Friday, 22 November 2013

Capitalism, Asperger's and Autism

It's common sense that the oppression of women, of black and minority ethnicities, of LGBT folk all have histories. Things change. The same is true of disabilities. People with some form of physical or mental impairment have been variously treated over time. Incarceration, sterilisation, and extermination were visited on disabled people over the course of the last century. But things, in Britain at least, began changing around the 1970s. Attitudes shifted. Thanks to activists with disabilities and their allies, efforts were made to integrate disabled kids into mainstream schools. Legislation was passed outlawing disabled discrimination. Adaptations were made to make our society less dis-abling for those with impairments. The soon-to-be-replaced Disability Living Allowance is a small contribution from the state in recognition that being disadvantaged in a society made for able-bodied people comes with extra, unseen costs to the citizen. And now, thanks to the government's attacks on social security, this principle is under threat.

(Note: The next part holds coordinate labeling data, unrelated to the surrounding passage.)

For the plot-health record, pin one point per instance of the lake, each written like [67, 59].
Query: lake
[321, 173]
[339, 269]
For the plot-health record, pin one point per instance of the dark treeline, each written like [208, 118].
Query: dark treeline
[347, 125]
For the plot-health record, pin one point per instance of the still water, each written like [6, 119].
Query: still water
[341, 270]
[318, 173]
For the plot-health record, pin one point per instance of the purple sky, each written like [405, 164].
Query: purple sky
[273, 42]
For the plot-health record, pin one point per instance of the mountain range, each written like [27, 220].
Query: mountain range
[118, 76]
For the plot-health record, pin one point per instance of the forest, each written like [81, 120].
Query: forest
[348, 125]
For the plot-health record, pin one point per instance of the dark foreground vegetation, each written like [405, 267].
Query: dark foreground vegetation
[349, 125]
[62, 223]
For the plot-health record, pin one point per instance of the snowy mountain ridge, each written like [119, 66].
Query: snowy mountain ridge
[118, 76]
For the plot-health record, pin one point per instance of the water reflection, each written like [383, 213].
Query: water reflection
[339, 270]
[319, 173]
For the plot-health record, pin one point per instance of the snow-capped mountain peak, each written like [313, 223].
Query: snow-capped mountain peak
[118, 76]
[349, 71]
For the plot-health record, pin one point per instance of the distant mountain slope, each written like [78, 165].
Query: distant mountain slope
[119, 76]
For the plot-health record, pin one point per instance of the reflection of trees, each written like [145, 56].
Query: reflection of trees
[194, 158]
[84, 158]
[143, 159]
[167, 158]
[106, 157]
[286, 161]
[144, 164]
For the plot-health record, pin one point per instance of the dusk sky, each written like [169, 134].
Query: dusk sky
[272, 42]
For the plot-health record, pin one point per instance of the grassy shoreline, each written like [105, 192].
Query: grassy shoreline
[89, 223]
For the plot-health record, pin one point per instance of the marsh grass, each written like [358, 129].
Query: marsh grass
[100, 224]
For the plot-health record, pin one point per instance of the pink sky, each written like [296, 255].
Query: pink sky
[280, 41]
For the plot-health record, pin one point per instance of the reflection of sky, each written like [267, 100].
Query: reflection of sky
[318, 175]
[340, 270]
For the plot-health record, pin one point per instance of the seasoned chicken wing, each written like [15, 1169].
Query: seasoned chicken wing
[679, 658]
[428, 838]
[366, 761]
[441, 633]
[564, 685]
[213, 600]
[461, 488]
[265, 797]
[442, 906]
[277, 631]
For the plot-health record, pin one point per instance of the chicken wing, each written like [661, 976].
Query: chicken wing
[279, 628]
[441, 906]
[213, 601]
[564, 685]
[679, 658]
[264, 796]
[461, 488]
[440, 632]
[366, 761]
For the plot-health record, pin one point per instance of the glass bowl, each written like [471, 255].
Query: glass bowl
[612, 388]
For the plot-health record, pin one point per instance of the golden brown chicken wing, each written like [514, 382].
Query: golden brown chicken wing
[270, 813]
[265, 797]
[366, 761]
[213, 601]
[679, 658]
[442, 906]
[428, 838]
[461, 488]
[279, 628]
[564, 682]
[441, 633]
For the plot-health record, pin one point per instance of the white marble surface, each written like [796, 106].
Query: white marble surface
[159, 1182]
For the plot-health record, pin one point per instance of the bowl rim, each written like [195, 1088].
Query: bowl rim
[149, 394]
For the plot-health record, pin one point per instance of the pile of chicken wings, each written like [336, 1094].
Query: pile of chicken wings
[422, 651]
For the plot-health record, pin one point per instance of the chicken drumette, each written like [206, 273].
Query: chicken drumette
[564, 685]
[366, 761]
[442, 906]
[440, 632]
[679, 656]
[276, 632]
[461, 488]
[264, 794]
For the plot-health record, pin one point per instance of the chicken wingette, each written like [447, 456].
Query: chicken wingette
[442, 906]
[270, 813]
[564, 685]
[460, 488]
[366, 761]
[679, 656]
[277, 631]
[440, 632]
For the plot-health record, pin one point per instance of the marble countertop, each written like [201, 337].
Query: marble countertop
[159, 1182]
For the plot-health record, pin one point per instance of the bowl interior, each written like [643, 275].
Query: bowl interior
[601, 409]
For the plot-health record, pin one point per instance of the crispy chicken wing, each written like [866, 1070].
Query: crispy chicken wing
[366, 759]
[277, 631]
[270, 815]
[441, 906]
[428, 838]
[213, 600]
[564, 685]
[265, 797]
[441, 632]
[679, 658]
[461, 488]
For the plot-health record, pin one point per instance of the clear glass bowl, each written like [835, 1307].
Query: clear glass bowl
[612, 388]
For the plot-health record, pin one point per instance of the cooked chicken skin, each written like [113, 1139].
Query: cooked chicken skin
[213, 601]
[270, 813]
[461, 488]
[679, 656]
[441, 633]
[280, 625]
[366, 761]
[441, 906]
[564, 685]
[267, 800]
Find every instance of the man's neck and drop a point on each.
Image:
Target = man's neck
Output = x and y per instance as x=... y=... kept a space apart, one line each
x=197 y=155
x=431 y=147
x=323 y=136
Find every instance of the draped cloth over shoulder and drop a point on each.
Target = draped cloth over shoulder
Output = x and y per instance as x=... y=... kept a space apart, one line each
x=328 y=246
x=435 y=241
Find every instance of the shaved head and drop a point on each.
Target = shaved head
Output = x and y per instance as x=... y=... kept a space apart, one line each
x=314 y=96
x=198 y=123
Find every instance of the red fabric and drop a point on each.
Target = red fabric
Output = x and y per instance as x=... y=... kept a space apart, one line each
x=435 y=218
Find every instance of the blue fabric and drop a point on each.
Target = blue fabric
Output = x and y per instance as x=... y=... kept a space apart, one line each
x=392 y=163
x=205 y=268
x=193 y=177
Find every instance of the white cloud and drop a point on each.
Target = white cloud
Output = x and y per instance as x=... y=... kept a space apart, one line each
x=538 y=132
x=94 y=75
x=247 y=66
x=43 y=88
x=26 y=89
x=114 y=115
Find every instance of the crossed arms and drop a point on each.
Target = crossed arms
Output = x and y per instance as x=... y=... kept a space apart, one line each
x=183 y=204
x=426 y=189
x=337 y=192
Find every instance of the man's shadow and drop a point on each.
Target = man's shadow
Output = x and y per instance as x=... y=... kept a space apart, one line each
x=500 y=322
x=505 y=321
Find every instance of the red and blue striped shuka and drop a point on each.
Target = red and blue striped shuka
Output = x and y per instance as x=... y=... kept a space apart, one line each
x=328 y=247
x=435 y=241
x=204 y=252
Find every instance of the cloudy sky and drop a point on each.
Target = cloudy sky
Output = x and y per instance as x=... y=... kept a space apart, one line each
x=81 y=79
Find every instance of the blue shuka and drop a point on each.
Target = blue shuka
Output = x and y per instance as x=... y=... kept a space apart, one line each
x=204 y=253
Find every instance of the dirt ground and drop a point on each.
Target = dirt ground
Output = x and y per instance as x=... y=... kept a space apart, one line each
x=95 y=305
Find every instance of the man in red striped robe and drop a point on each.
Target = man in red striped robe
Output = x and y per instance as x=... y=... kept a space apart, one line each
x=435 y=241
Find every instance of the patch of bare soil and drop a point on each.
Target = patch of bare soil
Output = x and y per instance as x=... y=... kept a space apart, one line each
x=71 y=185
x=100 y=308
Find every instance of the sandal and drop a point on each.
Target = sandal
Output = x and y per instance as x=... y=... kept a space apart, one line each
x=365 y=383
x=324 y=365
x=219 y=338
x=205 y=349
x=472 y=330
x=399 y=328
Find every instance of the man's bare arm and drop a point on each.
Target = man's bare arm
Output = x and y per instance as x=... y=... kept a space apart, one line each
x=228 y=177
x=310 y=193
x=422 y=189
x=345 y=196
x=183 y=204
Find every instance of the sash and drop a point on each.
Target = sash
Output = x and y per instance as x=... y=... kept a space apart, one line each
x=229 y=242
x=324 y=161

The point remains, the nature of the inequalities and prejudices disabled people face are different today than they were 30 years ago, and 30 years before that. But impairments too have a history. Short-sightedness wasn't much of a problem for the overwhelming mass of humanity in agrarian societies. It became an issue with the advent of mass literacy, but has been mitigated by technologies developed to overcome them - spectacles, eye surgery, etc. Impairments are therefore shaped, positioned, tweaked and coded by wider social forces. As physical and mental incapacities they have existed for as long as there's been humans knocking about - but what they mean and their consequences for someone with them vary according to the kind of society they live in, and its level of development.

This in mind, allow me to venture a hypothesis. I'm no mental/cognitive health specialist. What I know about the autistic spectrum and Asperger's Syndrome is very little. It's a complex area that is still being unravelled. But that isn't going to stop me advancing a touch of speculation on the main sociological question these two conditions raise. That is why have Autism and Asperger's only recently been codified as a social concern? It could part be media curiosity, part the growth and spread of the internet, and part visibility attained by the disabled rights movement. The inescapable trope of the autistic genius might have a role, too.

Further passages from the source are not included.